No caso do assédio sexual, Ana Paola alerta que não se limita ao contato físico. Comentários sobre a aparência, insinuações e “brincadeiras” inapropriadas também configuram a violência. “Você está bonita hoje” ou “essa saia ficou ótima em você” podem parecer inofensivos, mas carregam uma carga de opressão e objetificação que marca profundamente a vítima, diz a juíza.

“Não podemos mais nos calar”
A desigualdade de gênero é a raiz de grande parte dessas violências. “Desde pequenas, as meninas são educadas para suportar, enquanto os meninos são ensinados a dominar. A mulher já nasce em desvantagem”, afirma Ana Paola. Essa cultura machista se reflete em todos os espaços, inclusive no mercado de trabalho.
A magistrada destaca que a maternidade agrava essa desigualdade. “Na entrevista de emprego, perguntam se a mulher tem filhos ou se pretende ter. Já para o homem, ninguém questiona”. E é justamente essa dependência econômica, somada à violência estrutural, que prende muitas mulheres a relações abusivas e ambientes hostis.
Apesar do medo e das dificuldades, a denúncia é o primeiro passo. “Não podemos mais nos calar. Hoje, temos canais de escuta e acolhimento. A Ouvidoria da Mulher, por exemplo, está de portas abertas”, reforça a juíza. Os assediadores, segundo ela, devem responder na Justiça Civil e, nos casos de assédio sexual, também criminalmente.
Ainda assim, o maior obstáculo é o medo da vítima, de represálias, de perder o emprego, de não ser acolhida. A cultura do silêncio ainda é forte, mas Ana Paola se mostra otimista. “Hoje, as pessoas se sentem mais encorajadas a falar. A nova geração não aceita mais esse tipo de opressão”.
O TRT da 24ª Região desenvolve ações permanentes de combate ao assédio. Campanhas, palestras, parcerias com outras instituições e a própria Ouvidoria da Mulher são instrumentos que vêm ajudando a promover a cultura de respeito e equidade. A juíza defende que a transformação deve começar desde cedo. “A educação precisa mudar. Os meninos precisam ser ensinados desde a infância a respeitar, a dividir responsabilidades e a não reproduzir essa mentalidade violenta”.
Violência em alta, apesar dos avanços
Embora haja mais políticas públicas e informação, a magistrada reconhece que a violência só aumenta. “O feminicídio também. A informação cresceu, mas a violência não diminuiu na mesma proporção. Falta educação e independência financeira para as vítimas”.
A Rede Brasileira de Mulheres Cientistas lançou, em 2023, a campanha nacional #AssédioZero, com o objetivo de promover o debate e combater a cultura do assédio contra professoras, estudantes, técnicas administrativas e profissionais terceirizadas nos ambientes acadêmicos.
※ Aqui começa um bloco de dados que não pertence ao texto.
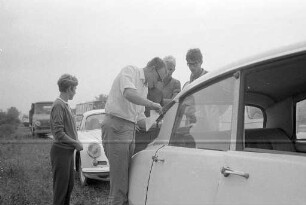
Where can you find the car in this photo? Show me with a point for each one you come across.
(233, 136)
(91, 162)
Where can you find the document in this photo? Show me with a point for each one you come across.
(152, 119)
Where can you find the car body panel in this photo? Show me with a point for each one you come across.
(273, 179)
(140, 174)
(167, 173)
(196, 186)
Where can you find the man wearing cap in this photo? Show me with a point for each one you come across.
(64, 132)
(125, 108)
(194, 60)
(171, 86)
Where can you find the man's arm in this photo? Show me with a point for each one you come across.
(177, 88)
(131, 95)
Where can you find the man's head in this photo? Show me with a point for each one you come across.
(170, 64)
(155, 72)
(67, 84)
(194, 59)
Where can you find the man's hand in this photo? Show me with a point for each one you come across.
(156, 106)
(78, 145)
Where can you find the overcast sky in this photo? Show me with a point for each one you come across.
(93, 39)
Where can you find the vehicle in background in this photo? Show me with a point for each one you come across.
(84, 107)
(25, 120)
(39, 118)
(91, 162)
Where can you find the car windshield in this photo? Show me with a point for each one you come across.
(94, 121)
(43, 108)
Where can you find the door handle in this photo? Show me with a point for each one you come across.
(226, 171)
(155, 159)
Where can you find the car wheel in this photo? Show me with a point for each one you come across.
(82, 178)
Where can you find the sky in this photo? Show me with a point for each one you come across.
(94, 39)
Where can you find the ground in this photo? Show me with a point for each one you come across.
(25, 173)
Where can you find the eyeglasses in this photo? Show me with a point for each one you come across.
(192, 64)
(159, 78)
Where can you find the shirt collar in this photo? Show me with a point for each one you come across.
(193, 77)
(62, 100)
(142, 76)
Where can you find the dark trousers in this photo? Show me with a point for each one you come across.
(63, 174)
(119, 143)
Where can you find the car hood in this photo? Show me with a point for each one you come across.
(90, 136)
(41, 116)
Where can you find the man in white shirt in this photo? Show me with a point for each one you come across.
(125, 108)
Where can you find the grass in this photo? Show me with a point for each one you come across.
(26, 178)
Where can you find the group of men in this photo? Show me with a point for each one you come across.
(133, 91)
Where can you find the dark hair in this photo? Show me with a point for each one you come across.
(66, 81)
(157, 63)
(194, 54)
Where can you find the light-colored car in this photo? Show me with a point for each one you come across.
(230, 137)
(91, 162)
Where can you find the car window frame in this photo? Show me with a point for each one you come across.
(264, 114)
(236, 105)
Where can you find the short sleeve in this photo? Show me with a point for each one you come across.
(127, 78)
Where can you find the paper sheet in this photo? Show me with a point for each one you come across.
(151, 120)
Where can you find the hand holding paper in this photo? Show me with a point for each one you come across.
(152, 119)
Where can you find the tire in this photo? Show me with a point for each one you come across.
(82, 178)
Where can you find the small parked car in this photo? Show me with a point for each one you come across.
(233, 136)
(91, 162)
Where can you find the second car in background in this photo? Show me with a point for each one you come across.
(91, 162)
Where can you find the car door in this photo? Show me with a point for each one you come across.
(187, 169)
(142, 161)
(266, 167)
(262, 178)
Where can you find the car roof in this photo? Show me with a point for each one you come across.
(92, 112)
(245, 63)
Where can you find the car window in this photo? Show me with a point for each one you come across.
(301, 120)
(204, 118)
(94, 121)
(253, 117)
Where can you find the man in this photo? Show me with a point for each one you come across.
(64, 132)
(125, 108)
(171, 86)
(194, 60)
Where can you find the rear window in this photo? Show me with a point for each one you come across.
(301, 120)
(253, 117)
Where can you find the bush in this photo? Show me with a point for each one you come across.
(7, 129)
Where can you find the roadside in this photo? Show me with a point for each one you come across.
(26, 177)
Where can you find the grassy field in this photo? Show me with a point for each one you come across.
(26, 178)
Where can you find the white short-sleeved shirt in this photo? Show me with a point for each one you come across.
(117, 104)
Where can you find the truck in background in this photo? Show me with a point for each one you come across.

Dados revelam a dimensão do problema. Pesquisa de 2015, realizada pelo Data Popular e Instituto Avon com 1.823 universitários, apontou que 67% das estudantes já sofreram algum tipo de violência sexual, psicológica, moral ou física praticada por homens dentro das instituições de ensino superior.
Levantamento de 2020 feito pela pesquisadora Bianca Beltrame, da UFRGS, com 71 Instituições Federais de Ensino Superior (IFES), mostrou que 52,3% dessas instituições não contam com políticas de prevenção ao assédio, e 70% delas não possuem medidas efetivas de combate.
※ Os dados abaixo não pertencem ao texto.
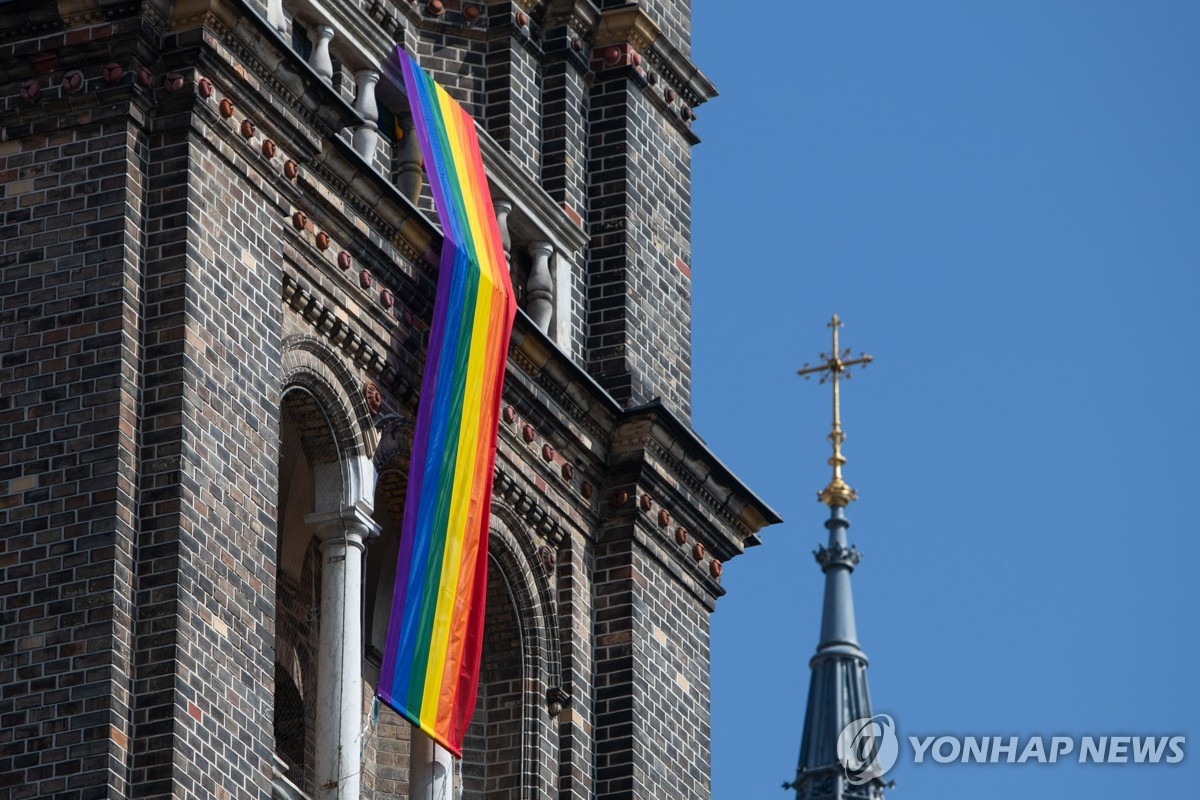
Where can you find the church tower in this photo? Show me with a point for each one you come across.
(217, 275)
(839, 761)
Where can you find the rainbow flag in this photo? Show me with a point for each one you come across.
(435, 633)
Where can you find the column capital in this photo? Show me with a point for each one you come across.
(353, 523)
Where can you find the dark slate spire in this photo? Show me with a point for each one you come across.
(838, 693)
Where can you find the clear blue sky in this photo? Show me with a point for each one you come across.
(1002, 200)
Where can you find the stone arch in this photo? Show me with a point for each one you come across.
(324, 438)
(511, 744)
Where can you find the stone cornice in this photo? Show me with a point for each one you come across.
(581, 16)
(633, 25)
(655, 428)
(628, 24)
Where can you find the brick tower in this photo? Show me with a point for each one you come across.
(216, 276)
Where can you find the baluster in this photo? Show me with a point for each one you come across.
(409, 166)
(366, 136)
(503, 209)
(540, 288)
(321, 60)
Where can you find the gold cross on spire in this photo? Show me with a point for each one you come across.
(835, 365)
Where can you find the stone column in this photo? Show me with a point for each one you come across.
(503, 209)
(431, 771)
(275, 16)
(540, 288)
(409, 163)
(319, 60)
(366, 136)
(342, 535)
De acordo com a legislação, o Poder Executivo deve promover, em parceria com órgãos governamentais e não governamentais, ações como seminários, palestras, cursos, fóruns e rodas de conversa para informar sobre direitos, mecanismos de denúncia e a importância de um ambiente de trabalho saudável para as mulheres e assim fortalecer políticas públicas que combatam o assédio. A sociedade civil tem se mobilizado e o assunto se mantém no debate, mas ainda avançamos a passos lentos.